Mike Pannett, once of the Metropolitan Police, is back in Yorkshire, policing one of the largest rural beats in England.
Mike is called to investigate a series of burglaries, which are sending shock waves through the area. Remote farmhouses appear to be the targets, which stretches Mike's small team to the limits. Then, as winter sets in, two dogs are found running loose - Mike fears the owner has gone missing in the dreadful weather and is forced to call on a full-scale search. Throw in a night-time operation in an empty museum, and the harrowing business of taking three children into care against their mother's wishes, and it's quite a case-load.
'a warm and entertaining read'. - Choice
Pannett, the James Herriot of policing, tiptoes his way through domestic issues, stag nights, and sword-wielding madmen bent on decapitation and tells his tales with warmth and humour. - Daily Express on You're Coming With Me Lad
Move over James Herriot and Gervase Phinn - there is a new name on the North Yorkshire literary block. - York Press
Think 21st-century Heartbeat meets James Herriot with the occasional white-knuckle ride of The Sweeney thrown in. All delivered with a Yorkshire twang. - The Telegraph
After years in the Metropolitan Police, on the beat in central London, Mike Pannett is hoping for a quieter life when he moves back to his home county, Yorkshire. But crime lurks amid the hills and dales, moors, villages and towns and he finds some of the policing tactics he's learned in London come in very useful. More tales from this Yorkshire bobby, who is building a loyal collection of fans with his engaging books. - Choice Magazine
Mike Pannett was born in York, and joined the Metropolitan Police in 1988. He became one of the youngest officers to be given his own patch, and served on the Divisional Crime Squad, Murder Squad and TSG (Riot Police).
He transferred to North Yorkshire police in 1997 as he missed the countryside - and fly fishing! He became a rural beat officer and eventually, a wildlife officer. In 2005 he starred in the BBC's Country Cops and was inspired to write about his adventures in the North Yorks force.

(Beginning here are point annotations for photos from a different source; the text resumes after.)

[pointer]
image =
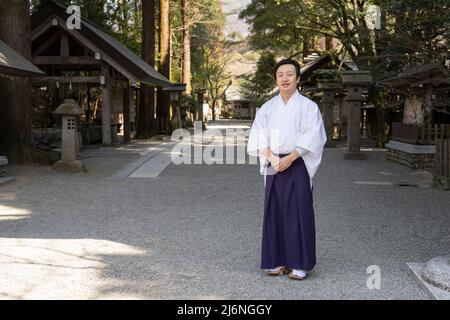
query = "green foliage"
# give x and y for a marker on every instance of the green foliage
(257, 87)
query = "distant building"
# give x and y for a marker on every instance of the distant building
(236, 106)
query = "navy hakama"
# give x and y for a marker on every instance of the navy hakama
(288, 237)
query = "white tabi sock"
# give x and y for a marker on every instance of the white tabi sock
(299, 273)
(275, 269)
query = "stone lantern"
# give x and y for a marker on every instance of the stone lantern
(200, 98)
(354, 83)
(175, 91)
(329, 85)
(69, 110)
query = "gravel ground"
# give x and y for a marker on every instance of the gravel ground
(194, 232)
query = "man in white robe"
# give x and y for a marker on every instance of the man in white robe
(289, 136)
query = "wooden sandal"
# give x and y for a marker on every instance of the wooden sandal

Mike served nearly twenty years in the police, during which he became one of the highest commended officers. Following the UK riots in 2011 he has become a key spokesman on current policing issues in the UK, giving extensive interviews on national UK radio and television. He lives with his wife Ann, who is still a serving police officer, and their three children in a small village in the shadow of the North Yorkshire moors.